4
votes

I have a set of records (table [#tmp_origin]) containing duplicate entries in a string field ([Names]). I would like to insert the whole content of [#tmp_origin] into the destination table [#tmp_destination], that does NOT allow duplicates and may already contain items.

If the string in the origin table does not exist in the destination table, then in is simply inserted in the destination table, as is. If an entry in the destination table already exists with the same value of the entry in the original table, a string-ified incremental number must be appended to the string, before it is inserted in the destination table.

The process of moving data in this way has been implemented with a cursor, in this sample script:


-- create initial situation (origin and destination table, both containing items) - Begin

    CREATE TABLE [#tmp_origin] ([Names] VARCHAR(10))
    CREATE TABLE [#tmp_destination] ([Names] VARCHAR(10))
    CREATE UNIQUE INDEX [IX_UniqueName] ON [#tmp_destination]([Names] ASC)



    INSERT INTO [#tmp_origin]([Names]) VALUES ('a')
    INSERT INTO [#tmp_origin]([Names]) VALUES ('a')
    INSERT INTO [#tmp_origin]([Names]) VALUES ('b')
    INSERT INTO [#tmp_origin]([Names]) VALUES ('c')


    INSERT INTO [#tmp_destination]([Names]) VALUES ('a')
    INSERT INTO [#tmp_destination]([Names]) VALUES ('a_1')
    INSERT INTO [#tmp_destination]([Names]) VALUES ('b')

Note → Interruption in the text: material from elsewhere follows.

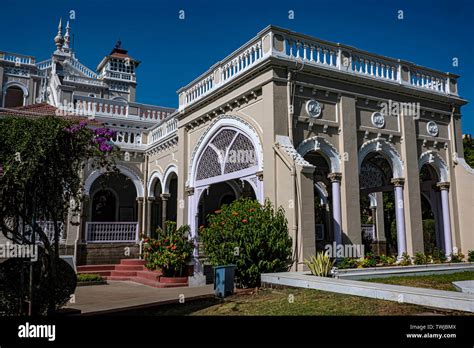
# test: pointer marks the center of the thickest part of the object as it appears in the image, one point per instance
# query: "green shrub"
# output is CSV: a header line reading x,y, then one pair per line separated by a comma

-- create initial situation - End

    DECLARE @Name VARCHAR(10)

    DECLARE NamesCursor CURSOR LOCAL FORWARD_ONLY FAST_FORWARD READ_ONLY FOR
        SELECT [Names]
        FROM [#tmp_origin];
    OPEN NamesCursor;
    FETCH NEXT FROM NamesCursor INTO @Name;

    WHILE @@FETCH_STATUS = 0
    BEGIN
        DECLARE @finalName VARCHAR(10)
        SET @finalName = @Name
        DECLARE @counter INT
        SET @counter = 1

        WHILE(1=1)
        BEGIN
            IF NOT EXISTS(SELECT * FROM [#tmp_destination] WHERE [Names] = @finalName)
                BREAK;

            SET @finalName = @Name + '_' + CAST(@counter AS VARCHAR)
            SET @counter = @counter + 1
        END
        INSERT INTO [#tmp_destination] ([Names]) (
            SELECT @finalName
        )

        FETCH NEXT FROM NamesCursor INTO @Name;
    END

    CLOSE NamesCursor;
    DEALLOCATE NamesCursor;




    SELECT *
    FROM [#tmp_destination]

    /*
    Expected result:
    a
    a_1
    a_2
    a_3
    b
    b_1
    c
    */

    DROP TABLE [#tmp_origin]
    DROP TABLE [#tmp_destination]


This works correctly, but its performance drastically slows down when the number of items to insert increases.

Any idea to speed it up?

thanks

3
Sample data and desired results would really help. A cursor is rarely the best way to process data.Gordon Linoff

3 Answers

5
votes

Using a windowing function allows the duplicates to be numbered. You can also get the count from the destination table (will need where condition to strip off the suffix you've added):

select orig.names,
       row_number() over (partition by orig.names order by orig.names) as rowNo,
       dest.count
from ##tmp_origin orig
  cross apply (select count(1) from #tmp_destination where names = orig.names) as dest

An insert can be built from the above (new suffix is rowNo + dest.count -1 if greater than zero).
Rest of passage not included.